I believe Microsoft have a trick to their single sign in that might work for this. I am assuming rather than cookies you would set a session variable so the theory is (from memory) something like:

1 - You designate one domain as the point of authentication i.e. no matter where you sign in you make sure www.domain1.com has a session variable set to say that the user has been authenticated (I guess ideally you could just put the sign in page on this domain, but if not you could work around this by using http requests to setup initial sign in auth on domain1).

2 - Then the trick is to have a common header in all you other domain (1,2,3,4) pages that first does a check to see whether a session variable is set on the respective domain and if not does a redirect to domain1, determines if the user is logged in - if so get the login details - redirect back to the domain you came from (passing the login details) and then setting up the login variable once you arrive back on the domain you started from.

We have a cross-domain authentication on a system that I work with - it is done with cookies and is a nightmare to work with - we looked at possible options for re-designing this and this is from memory the solution that seemed to be most common - mind you it was still cookie based I think but it should work with sessions too.

OTHER TIPS

You ought to look at Windows Identity Foundation and Active Directory Federation Services in this era.

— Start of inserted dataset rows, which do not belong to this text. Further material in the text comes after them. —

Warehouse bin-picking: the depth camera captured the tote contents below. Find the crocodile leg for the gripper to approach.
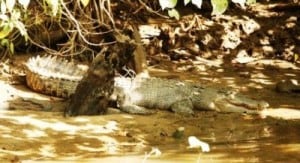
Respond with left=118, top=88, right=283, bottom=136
left=171, top=99, right=194, bottom=114
left=120, top=105, right=155, bottom=115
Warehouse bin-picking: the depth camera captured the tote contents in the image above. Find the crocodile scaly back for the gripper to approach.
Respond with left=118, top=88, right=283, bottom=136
left=25, top=56, right=88, bottom=98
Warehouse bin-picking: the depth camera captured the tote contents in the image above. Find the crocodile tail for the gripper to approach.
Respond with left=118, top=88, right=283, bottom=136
left=25, top=56, right=87, bottom=98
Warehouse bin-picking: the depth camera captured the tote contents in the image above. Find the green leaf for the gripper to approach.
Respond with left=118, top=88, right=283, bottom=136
left=0, top=1, right=6, bottom=15
left=0, top=25, right=12, bottom=39
left=158, top=0, right=177, bottom=10
left=184, top=0, right=191, bottom=6
left=211, top=0, right=228, bottom=15
left=18, top=0, right=30, bottom=10
left=80, top=0, right=90, bottom=7
left=6, top=0, right=16, bottom=12
left=231, top=0, right=246, bottom=9
left=1, top=39, right=9, bottom=47
left=9, top=42, right=15, bottom=54
left=246, top=0, right=256, bottom=5
left=46, top=0, right=59, bottom=16
left=192, top=0, right=202, bottom=8
left=168, top=8, right=180, bottom=20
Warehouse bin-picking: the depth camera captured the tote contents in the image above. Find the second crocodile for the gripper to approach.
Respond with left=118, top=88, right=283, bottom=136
left=26, top=57, right=269, bottom=114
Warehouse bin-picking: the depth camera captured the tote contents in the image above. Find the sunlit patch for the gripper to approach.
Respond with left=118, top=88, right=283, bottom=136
left=260, top=108, right=300, bottom=119
left=23, top=129, right=47, bottom=138
left=39, top=145, right=57, bottom=157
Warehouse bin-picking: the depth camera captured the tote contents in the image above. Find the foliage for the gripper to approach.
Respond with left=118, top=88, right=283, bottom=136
left=0, top=0, right=29, bottom=53
left=159, top=0, right=256, bottom=19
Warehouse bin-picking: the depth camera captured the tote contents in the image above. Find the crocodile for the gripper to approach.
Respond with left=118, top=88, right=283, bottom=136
left=25, top=56, right=269, bottom=114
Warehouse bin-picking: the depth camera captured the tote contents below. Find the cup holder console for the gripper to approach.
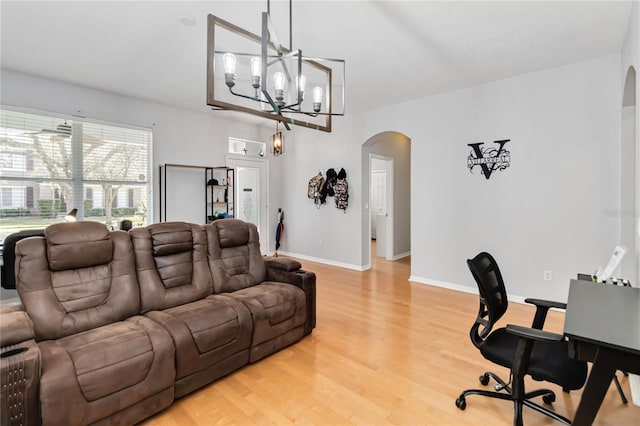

It is based on the Identity Metasystem and Claims-based Identity model; making these types of identity/authentication and SSO scenarios easier.

A Guide to Claims–based Identity and Access Control

In your case, all three of your sites will "outsource" authentication services to a trusted Security Token Service (STS). This STS can be ADFS if you are expose AD domain identities to the Internet, otherwise a custom WIF implementation. Your web sites redirect unauthenticated visitors to your STS, which hands them security tokens (usually in the form of SAML) which the web sites can accept as identity claims.